Tibby laughed again. “Atta girl.”

 

Hey Bee Bee,
I am a big fat loser, but what else is new? The big event on my social calendar is a double date with my mother. I am totally serious.
How did this happen? A week ago my mom’s big plans were a dentist appointment. Now she’s doing something with David like every other night.
Don’t say you’re happy for her. You said that last time. You’re not the one eating the frozen pizza.
Last night she went out wearing this cropped shirt. I swear you could see her belly button. Not pretty, Bee.

This morning I called her at the office to see if I could go to a ten o’clock movie and she said, “Use your judgment.” !!!! How come my judgment was never good enough to use before David came along?

Am I just being a selfish brat? Be honest.

 

But not too honest.

 

Write soon and tell me everything about Gilda Tomko. I miss you so much.

 

Love,

 

Carmen “the Brat” Lowell

 

“Meet us for breakfast if you want,” Maura called later that night as the elevator door closed. “We’re walking down the highway to IHOP.”

“All right,” Tibby said through the door. Being New Yorkers, Maura and Alex liked to joke about how other places didn’t have sidewalks, only highways. Tibby nodded along like she was a New Yorker too, not a product of pure suburbia.

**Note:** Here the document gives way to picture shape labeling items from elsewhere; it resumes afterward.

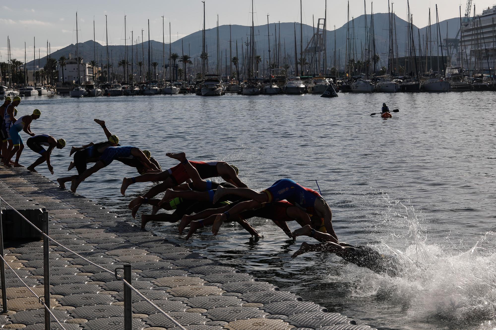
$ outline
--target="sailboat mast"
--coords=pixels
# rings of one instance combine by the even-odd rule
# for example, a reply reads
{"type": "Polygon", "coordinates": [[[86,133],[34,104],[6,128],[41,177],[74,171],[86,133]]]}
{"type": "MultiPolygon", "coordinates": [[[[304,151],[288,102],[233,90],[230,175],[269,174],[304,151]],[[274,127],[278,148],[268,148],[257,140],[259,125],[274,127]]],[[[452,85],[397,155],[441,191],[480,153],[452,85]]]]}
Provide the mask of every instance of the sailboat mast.
{"type": "MultiPolygon", "coordinates": [[[[77,61],[77,85],[79,85],[79,53],[78,44],[79,39],[77,38],[77,12],[76,12],[76,60],[77,61]]],[[[35,51],[36,52],[36,51],[35,51]]]]}
{"type": "MultiPolygon", "coordinates": [[[[232,53],[232,47],[231,43],[232,42],[232,40],[231,39],[232,36],[231,34],[231,24],[229,24],[229,77],[231,79],[233,78],[233,53],[232,53]]],[[[227,64],[226,69],[227,69],[227,64]]]]}
{"type": "Polygon", "coordinates": [[[269,29],[269,14],[267,14],[267,38],[269,42],[269,79],[270,80],[270,82],[272,82],[272,74],[270,72],[270,69],[272,68],[270,66],[270,30],[269,29]]]}
{"type": "Polygon", "coordinates": [[[300,63],[302,69],[302,75],[305,68],[303,66],[303,6],[302,5],[302,0],[300,0],[300,59],[302,62],[300,63]]]}
{"type": "Polygon", "coordinates": [[[324,12],[324,75],[327,75],[327,0],[325,0],[324,12]]]}
{"type": "Polygon", "coordinates": [[[164,16],[162,16],[162,79],[165,81],[165,31],[164,25],[164,16]]]}
{"type": "MultiPolygon", "coordinates": [[[[205,1],[203,3],[203,29],[202,31],[201,45],[201,79],[205,79],[205,60],[207,55],[205,53],[205,1]]],[[[170,60],[170,58],[169,58],[170,60]]]]}
{"type": "Polygon", "coordinates": [[[151,63],[150,62],[150,20],[148,20],[148,81],[150,79],[151,71],[151,63]]]}
{"type": "Polygon", "coordinates": [[[107,83],[110,82],[110,66],[109,65],[109,34],[107,30],[107,15],[105,15],[105,38],[107,38],[107,83]]]}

The pulsing sleep light of her iBook greeted her. “Hi,” she said to her computer.

 

“Hi,” it said back.

 

Tibby started. She felt her blood zooming around her body. The computer laughed. It had the voice of Brian. Tibby switched on the overhead light.

 

“Oh, my God! Brian! You scared the crap out of me.”

 

He came over to her and pulled on her arm. “Hey, Tibby.” His smile was giant.

 

Her smile was giant too, and automatic. She had missed him. “What are you doing here?”

 

“I missed you.”

 

“I missed you too,” she said without thinking.

 

“And also, I thought I’d bring you home.”

 

“You mean for the weekend?”

 

“Yeah,” he said.

 

“That’s not for three days.”

 

“That’s true.” He shrugged. “I missed you.”

 

“How did you get in here?”

 

“Somebody let me in downstairs.” He pointed to her door. “And you could pick that lock with anything.”

 

“Really? That’s comforting.” She missed Bee when she thought of lock-picking.

 

“Is it okay if I . . . ?” He pointed to a dark green sleeping bag in a roll on the floor.

 

“Sleep here?” she asked.

 

He nodded.

 

“Yeah. Of course. I mean, where else are you going to go?”

 

He looked a little uncertain. “Are you sure it’s okay?”

 

When she stopped to think about it, Tibby realized it was pretty profound having a boy stay all night in your room. It was really like college in that way.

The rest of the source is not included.